The NVIDIA card with its RTX module specifically designed for ray-tracing certainly has the edge — as long as you're plugged-in. Also worth remembering: Redshift for Mac is fresh out of beta and still in active development.
Issues
Not everything was seamless with my little 14″ powerhouse. It came with macOS Monterey 12.0.1, which seems very Big Sur-like in compatibility with apps I use, and has some lovely features such as Focus modes that sync with your iOS/iPadOS 15 devices. But Shortcuts, which I was excited about, is still quite buggy. The TV app failed to play purchased movies from my iTunes library, which is a bummer when you’re trying to test an HDR display. I couldn’t get Sidecar to work with my iPad Pro running iPadOS 15.1 public beta.
Adobe Premiere blazed through a ProRes encode but maxed out the CPU and then crashed on an H.265 encode.
And as port-y as the new ports are, all my three-button mice are still USB-A. So I’m still rocking’ dongles.
The Biggest Issue
...is that, like I said above, this machine wants to be a desktop. Now, me and A. G. Cook can plug ours into our Pro Display XDRs and make that happen, but unless HDR color grading is a well-paying gig for you, the XDR makes no sense.
Presumably Apple will make my dream M1 MaxiMaxMax iMac soon enough, but I’ll still want to dock my laptop to an Apple-quality display. I currently do that with the LG UltraFine 4k, a black plastic nothing that doesn’t support EDR.
It’s time for Apple to make a display for normal garage weirdos.

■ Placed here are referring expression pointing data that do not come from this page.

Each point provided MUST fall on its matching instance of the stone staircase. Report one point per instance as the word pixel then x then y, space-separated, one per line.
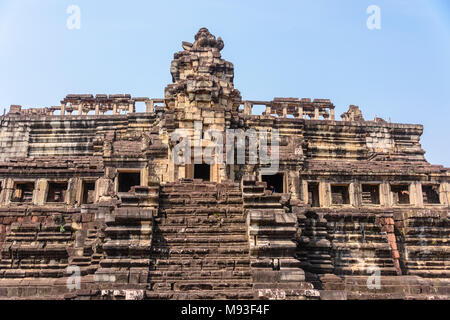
pixel 358 244
pixel 200 247
pixel 33 250
pixel 74 139
pixel 128 239
pixel 272 229
pixel 423 238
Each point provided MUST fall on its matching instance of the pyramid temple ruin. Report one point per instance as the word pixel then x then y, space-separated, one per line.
pixel 94 203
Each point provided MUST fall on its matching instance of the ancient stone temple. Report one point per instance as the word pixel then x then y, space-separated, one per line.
pixel 99 201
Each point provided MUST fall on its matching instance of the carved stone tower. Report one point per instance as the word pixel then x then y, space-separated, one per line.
pixel 203 96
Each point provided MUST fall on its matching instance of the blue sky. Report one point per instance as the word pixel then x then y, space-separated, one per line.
pixel 315 49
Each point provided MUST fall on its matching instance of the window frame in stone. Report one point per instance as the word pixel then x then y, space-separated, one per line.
pixel 310 198
pixel 397 185
pixel 85 182
pixel 125 171
pixel 23 182
pixel 340 185
pixel 378 189
pixel 64 191
pixel 428 185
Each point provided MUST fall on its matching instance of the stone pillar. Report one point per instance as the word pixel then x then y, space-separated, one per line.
pixel 304 192
pixel 144 177
pixel 284 110
pixel 415 194
pixel 40 192
pixel 354 190
pixel 385 195
pixel 247 108
pixel 73 185
pixel 324 194
pixel 293 184
pixel 9 189
pixel 149 106
pixel 316 113
pixel 444 193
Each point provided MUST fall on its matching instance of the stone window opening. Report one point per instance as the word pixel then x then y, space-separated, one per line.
pixel 400 194
pixel 430 194
pixel 57 192
pixel 23 192
pixel 370 194
pixel 275 183
pixel 88 193
pixel 202 171
pixel 129 179
pixel 340 194
pixel 313 194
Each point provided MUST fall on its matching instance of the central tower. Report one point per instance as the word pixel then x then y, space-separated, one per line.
pixel 202 97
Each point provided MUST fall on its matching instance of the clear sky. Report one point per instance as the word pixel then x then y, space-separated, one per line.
pixel 305 49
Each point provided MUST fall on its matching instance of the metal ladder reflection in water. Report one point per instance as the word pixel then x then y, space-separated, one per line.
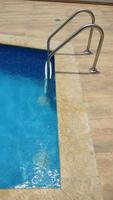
pixel 86 52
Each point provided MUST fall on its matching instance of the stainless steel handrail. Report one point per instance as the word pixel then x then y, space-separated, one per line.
pixel 100 30
pixel 87 51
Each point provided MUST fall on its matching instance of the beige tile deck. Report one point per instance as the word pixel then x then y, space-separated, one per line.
pixel 81 109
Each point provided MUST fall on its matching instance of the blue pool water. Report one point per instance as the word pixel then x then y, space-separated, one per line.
pixel 29 155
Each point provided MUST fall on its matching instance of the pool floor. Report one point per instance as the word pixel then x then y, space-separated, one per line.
pixel 29 153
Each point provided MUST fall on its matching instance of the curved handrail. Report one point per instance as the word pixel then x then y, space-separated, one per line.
pixel 87 51
pixel 100 30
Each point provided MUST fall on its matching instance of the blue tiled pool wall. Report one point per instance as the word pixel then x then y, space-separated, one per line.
pixel 12 57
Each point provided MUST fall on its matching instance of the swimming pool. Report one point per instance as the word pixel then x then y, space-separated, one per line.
pixel 29 153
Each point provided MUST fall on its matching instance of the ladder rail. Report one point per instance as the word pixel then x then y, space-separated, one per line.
pixel 93 26
pixel 87 51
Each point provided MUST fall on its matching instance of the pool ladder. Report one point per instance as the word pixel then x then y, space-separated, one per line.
pixel 91 26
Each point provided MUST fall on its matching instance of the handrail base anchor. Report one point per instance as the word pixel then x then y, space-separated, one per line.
pixel 93 70
pixel 88 52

How to Configure your 2021 MacBook Pro
I am in a weird position here in that I already have two of the very few Intel Macs that are marginally speedier than these new laptops at some tasks. I also own an M1 MacBook Air, which snuck up on me and stole my heart. It’s light, it feels fast, and it punches miles above its weight. It’s the cheapest Mac I’ve mentioned here by a healthy margin.
So my advice is this: Go big or go Air. Either max out your M1 Max, or don’t bother with these machines. These MacBook Pros exist to compete at the very highest end of laptop performance, so don’t buy one that’s not racetrack-ready.

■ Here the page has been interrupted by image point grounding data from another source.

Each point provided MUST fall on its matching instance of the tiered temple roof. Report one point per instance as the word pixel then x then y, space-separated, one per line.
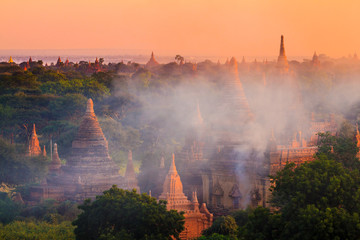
pixel 152 62
pixel 315 60
pixel 234 96
pixel 196 220
pixel 34 147
pixel 89 170
pixel 130 176
pixel 55 163
pixel 282 62
pixel 173 190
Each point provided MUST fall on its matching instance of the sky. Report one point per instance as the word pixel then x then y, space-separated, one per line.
pixel 185 27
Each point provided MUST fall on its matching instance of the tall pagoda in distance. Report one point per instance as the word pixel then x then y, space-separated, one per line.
pixel 152 62
pixel 196 219
pixel 282 62
pixel 34 146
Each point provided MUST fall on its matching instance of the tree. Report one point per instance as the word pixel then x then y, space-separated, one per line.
pixel 258 223
pixel 122 214
pixel 341 148
pixel 31 230
pixel 317 200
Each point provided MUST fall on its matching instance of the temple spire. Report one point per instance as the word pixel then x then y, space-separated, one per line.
pixel 282 60
pixel 55 164
pixel 200 119
pixel 152 62
pixel 130 172
pixel 162 162
pixel 34 146
pixel 172 169
pixel 282 48
pixel 90 106
pixel 44 151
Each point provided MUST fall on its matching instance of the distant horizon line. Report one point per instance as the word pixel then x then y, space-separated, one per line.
pixel 140 52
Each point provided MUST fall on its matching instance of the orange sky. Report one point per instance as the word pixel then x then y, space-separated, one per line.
pixel 189 27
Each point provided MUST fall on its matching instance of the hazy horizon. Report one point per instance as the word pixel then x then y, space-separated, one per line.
pixel 199 28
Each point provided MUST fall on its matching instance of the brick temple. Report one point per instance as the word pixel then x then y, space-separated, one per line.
pixel 196 219
pixel 89 170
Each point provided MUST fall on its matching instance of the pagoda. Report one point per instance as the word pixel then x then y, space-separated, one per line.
pixel 59 62
pixel 130 181
pixel 315 60
pixel 34 146
pixel 234 98
pixel 152 62
pixel 89 170
pixel 55 164
pixel 358 140
pixel 196 219
pixel 282 62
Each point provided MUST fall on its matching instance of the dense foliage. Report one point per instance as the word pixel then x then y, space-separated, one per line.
pixel 121 214
pixel 37 231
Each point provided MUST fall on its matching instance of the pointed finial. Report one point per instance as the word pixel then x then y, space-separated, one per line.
pixel 90 106
pixel 55 148
pixel 162 162
pixel 200 119
pixel 173 167
pixel 44 151
pixel 194 199
pixel 282 47
pixel 130 156
pixel 34 130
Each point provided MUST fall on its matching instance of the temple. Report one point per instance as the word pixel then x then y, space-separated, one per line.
pixel 282 62
pixel 130 181
pixel 196 219
pixel 152 62
pixel 59 63
pixel 358 140
pixel 55 164
pixel 34 146
pixel 315 60
pixel 89 170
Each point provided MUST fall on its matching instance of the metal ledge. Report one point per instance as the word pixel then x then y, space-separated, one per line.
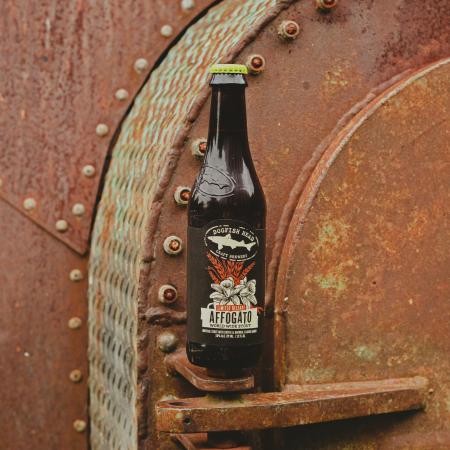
pixel 296 406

Spending the extra money to max out my iMac Pro has kept it useful for at least a year longer than my usual iMac cycle. In that year, a lot has happened. So spending as much as you can now on a computer might buy you extra time, during which I can almost guarantee you, Apple will release something that makes these machines look old and clunky.
On the other hand, the M1 MacBook Air is just an insane amount of computer in an affordable, sleek package. If you’ve never used one, you will be shocked at how fast it feels. And if you’ve never spent five grand on a Mac laptop before, I’m not clear on why you’d start now.

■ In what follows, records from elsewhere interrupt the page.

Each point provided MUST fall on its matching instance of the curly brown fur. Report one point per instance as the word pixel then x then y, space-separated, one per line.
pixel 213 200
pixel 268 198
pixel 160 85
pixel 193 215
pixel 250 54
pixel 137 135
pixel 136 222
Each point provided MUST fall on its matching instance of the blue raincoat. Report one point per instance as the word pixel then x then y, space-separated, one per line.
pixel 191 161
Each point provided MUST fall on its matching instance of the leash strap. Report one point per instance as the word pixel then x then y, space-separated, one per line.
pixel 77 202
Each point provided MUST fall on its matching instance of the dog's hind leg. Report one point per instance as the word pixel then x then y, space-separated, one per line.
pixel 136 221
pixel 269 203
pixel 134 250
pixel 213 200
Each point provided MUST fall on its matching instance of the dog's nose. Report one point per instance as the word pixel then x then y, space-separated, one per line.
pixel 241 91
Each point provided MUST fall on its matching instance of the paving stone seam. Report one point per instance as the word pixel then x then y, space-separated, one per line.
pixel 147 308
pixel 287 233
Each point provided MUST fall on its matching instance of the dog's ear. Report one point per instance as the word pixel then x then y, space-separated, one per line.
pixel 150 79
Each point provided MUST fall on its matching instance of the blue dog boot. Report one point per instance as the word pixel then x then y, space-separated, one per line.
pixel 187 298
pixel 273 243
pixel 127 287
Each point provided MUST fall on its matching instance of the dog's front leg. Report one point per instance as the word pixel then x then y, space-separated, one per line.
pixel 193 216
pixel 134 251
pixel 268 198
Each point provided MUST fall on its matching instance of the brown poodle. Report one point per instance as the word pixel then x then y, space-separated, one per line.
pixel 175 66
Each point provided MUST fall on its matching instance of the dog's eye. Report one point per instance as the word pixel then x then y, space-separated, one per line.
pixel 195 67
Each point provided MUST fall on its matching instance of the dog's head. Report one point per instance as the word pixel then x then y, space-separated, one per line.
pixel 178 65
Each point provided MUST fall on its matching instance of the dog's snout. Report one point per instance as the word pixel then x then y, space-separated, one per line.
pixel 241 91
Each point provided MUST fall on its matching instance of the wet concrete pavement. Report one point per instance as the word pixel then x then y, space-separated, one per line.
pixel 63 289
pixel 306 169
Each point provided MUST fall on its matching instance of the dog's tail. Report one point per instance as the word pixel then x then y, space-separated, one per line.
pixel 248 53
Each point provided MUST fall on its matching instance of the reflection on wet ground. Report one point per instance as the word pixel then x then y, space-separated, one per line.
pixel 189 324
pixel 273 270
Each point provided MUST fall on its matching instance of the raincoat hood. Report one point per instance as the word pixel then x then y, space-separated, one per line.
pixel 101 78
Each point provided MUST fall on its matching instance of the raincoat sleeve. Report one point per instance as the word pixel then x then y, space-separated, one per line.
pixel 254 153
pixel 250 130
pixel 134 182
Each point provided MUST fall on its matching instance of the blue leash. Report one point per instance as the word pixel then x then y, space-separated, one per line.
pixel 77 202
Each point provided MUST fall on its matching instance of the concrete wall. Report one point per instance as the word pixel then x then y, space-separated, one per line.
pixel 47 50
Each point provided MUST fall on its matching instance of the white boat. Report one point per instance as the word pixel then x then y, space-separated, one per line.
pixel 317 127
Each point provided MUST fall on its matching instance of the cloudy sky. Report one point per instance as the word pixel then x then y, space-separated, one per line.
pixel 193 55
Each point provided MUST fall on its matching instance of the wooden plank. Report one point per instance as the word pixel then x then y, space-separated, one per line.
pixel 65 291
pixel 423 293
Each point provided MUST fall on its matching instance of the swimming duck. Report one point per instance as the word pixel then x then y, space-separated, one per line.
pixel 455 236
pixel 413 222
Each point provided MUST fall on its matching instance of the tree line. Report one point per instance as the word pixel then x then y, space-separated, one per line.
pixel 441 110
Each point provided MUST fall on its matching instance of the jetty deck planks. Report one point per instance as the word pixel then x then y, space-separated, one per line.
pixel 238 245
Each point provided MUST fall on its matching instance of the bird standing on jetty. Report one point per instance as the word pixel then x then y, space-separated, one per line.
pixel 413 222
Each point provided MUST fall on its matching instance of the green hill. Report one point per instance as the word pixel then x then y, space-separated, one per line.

I bet you hate this advice. Here’s why I feel good giving it: You will ignore it. Because you are a pro. You are in your garage with your warped priorities and your cool gear and you know exactly what you want to do with this computer. Like me and my silly After Effects project file, you may never peak those performance bars. But you’ll love knowing that you could.
Towering Over
These days it doesn’t require much patience to have your laziness vindicated. Shortly after the release of the new Mac Pro, Apple made available the Afterburner card. This $2000 add-on offers hardware-accelerated ProRes encoding and decoding. Now that same power is essentially built-in to the iPhone 13, and these new MacBook Pros.
Apple is going hard with their in-house processors, and with these pro laptops, I think they are showing their vison for the future: integrated, enclosed, and efficient. Just like the best Macs have always been.
I would not be surprised if the days of the towering Mac full of PCI Express card slots are over. Apple has demonstrated that they can scale the M1 to be competitive with big, expensive power-hungry laptops with dedicated GPUs. We knew they were competing with Intel. Now I think it’s clear they intend to go toe-to-toe with NVIDIA as well, on the desktop as well as in our backpacks.
Time will tell. But for now, I have to decide if this laptop is going to be my new desktop.